Are you going to Outlive your Money, or is your Money going to Outlive you?…
As your financial advisers, we have a professional duty to raise issues we deem important. Some of these topics may be difficult to bring up, but it’s critical to our long-term relationship that we always share what we believe to be true.
In a retirement lasting up to three decades, there are ultimately two financial outcomes:
The money will outlast the people (the desirable outcome).
The people will outlast their money.
Our role is to do everything we can to help ensure that the money outlasts our clients. We achieve this by investing assets appropriately and supporting clients in managing their expenses.
Investing Rule of Thumb
Investment theory, backed by sound research, suggests that if around 4% of invested capital is drawn each year (with annual increases to account for inflation), it is likely the money will last. This is considered a “sustainable” withdrawal rate—suitable for a retirement of around 30 years (the average for a two-person household).

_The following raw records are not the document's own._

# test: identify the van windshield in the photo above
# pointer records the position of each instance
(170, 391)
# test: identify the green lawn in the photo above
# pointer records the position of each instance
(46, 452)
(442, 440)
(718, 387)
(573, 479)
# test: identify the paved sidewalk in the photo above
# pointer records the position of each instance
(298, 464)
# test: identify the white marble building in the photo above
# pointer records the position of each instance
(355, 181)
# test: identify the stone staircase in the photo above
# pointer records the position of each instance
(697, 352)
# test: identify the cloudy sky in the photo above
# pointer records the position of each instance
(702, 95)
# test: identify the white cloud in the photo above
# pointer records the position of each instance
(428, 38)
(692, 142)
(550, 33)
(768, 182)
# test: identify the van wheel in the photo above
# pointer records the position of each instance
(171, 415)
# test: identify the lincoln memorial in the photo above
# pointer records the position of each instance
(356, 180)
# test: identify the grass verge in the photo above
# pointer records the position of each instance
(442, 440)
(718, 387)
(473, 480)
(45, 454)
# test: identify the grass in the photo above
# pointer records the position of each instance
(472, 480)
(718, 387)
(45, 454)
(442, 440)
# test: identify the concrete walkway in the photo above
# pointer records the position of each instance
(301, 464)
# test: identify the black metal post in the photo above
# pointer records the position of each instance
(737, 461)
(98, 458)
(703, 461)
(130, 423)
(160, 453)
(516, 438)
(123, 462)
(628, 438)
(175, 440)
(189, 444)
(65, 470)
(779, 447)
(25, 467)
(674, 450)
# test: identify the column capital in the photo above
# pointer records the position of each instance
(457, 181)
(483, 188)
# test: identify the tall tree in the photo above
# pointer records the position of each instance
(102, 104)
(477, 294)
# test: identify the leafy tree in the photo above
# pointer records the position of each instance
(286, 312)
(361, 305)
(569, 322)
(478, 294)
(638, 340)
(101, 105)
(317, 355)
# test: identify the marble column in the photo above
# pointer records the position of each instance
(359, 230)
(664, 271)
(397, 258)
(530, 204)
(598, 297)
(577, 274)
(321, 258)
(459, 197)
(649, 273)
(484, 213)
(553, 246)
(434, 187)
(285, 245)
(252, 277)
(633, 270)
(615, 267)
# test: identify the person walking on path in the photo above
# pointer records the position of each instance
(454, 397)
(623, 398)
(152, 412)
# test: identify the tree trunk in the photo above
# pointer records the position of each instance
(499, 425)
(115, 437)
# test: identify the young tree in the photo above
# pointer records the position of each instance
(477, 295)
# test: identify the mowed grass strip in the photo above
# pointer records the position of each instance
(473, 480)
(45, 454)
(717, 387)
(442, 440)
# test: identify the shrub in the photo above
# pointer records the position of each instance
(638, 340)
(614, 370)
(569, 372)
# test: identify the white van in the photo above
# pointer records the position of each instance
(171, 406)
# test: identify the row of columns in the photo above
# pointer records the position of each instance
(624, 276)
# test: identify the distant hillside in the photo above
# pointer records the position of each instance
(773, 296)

While the research is robust, a more cautious approach would involve starting with a 3% withdrawal rate, increasing the likelihood that funds will last even longer.
To put this into context:
On £100,000 of investable assets, a 4% withdrawal rate = £4,000 per annum.
On £100,000 of investable assets, a 3% withdrawal rate = £3,000 per annum.
This rule is intended as a guideline, and adjustments may be necessary depending on life circumstances and market conditions.
Our Concern
Withdrawing more from your investment capital than would typically be considered sustainable in normal market conditions brings a real risk that your capital may be depleted before the end of your life - potentially leaving you without sufficient funds to maintain your lifestyle.
Once your invested capital (pensions, ISAs, general accounts, etc.) is exhausted, the two most common remaining options are:
Downsizing your property to release equity, or
Using an equity release mortgage to access capital while remaining in your home.
These are “last resort” options, but they may be necessary to preserve your lifestyle.
It’s important to us that our clients don’t inadvertently make financially harmful decisions. While we understand the importance of maintaining your lifestyle, we want to highlight the risks of continuing along a financially unsustainable path.
What Happens Next?
Clarity around your current withdrawal strategy and its sustainability will lead to important conversations—and help us outline the options available to you. Our key goal remains simple: to ensure the money outlasts the people. We want to avoid scenarios where clients run the risk of their funds drying up too soon.
As part of our ongoing financial planning service, we update your financial plan each year - including a review of your withdrawal strategy. This ensures that we’re always helping you navigate this challenge proactively.
Clients are free to adjust their withdrawals at any time, but we always use our modelling tools to ensure any changes don’t compromise the long-term plan we’ve put in place together.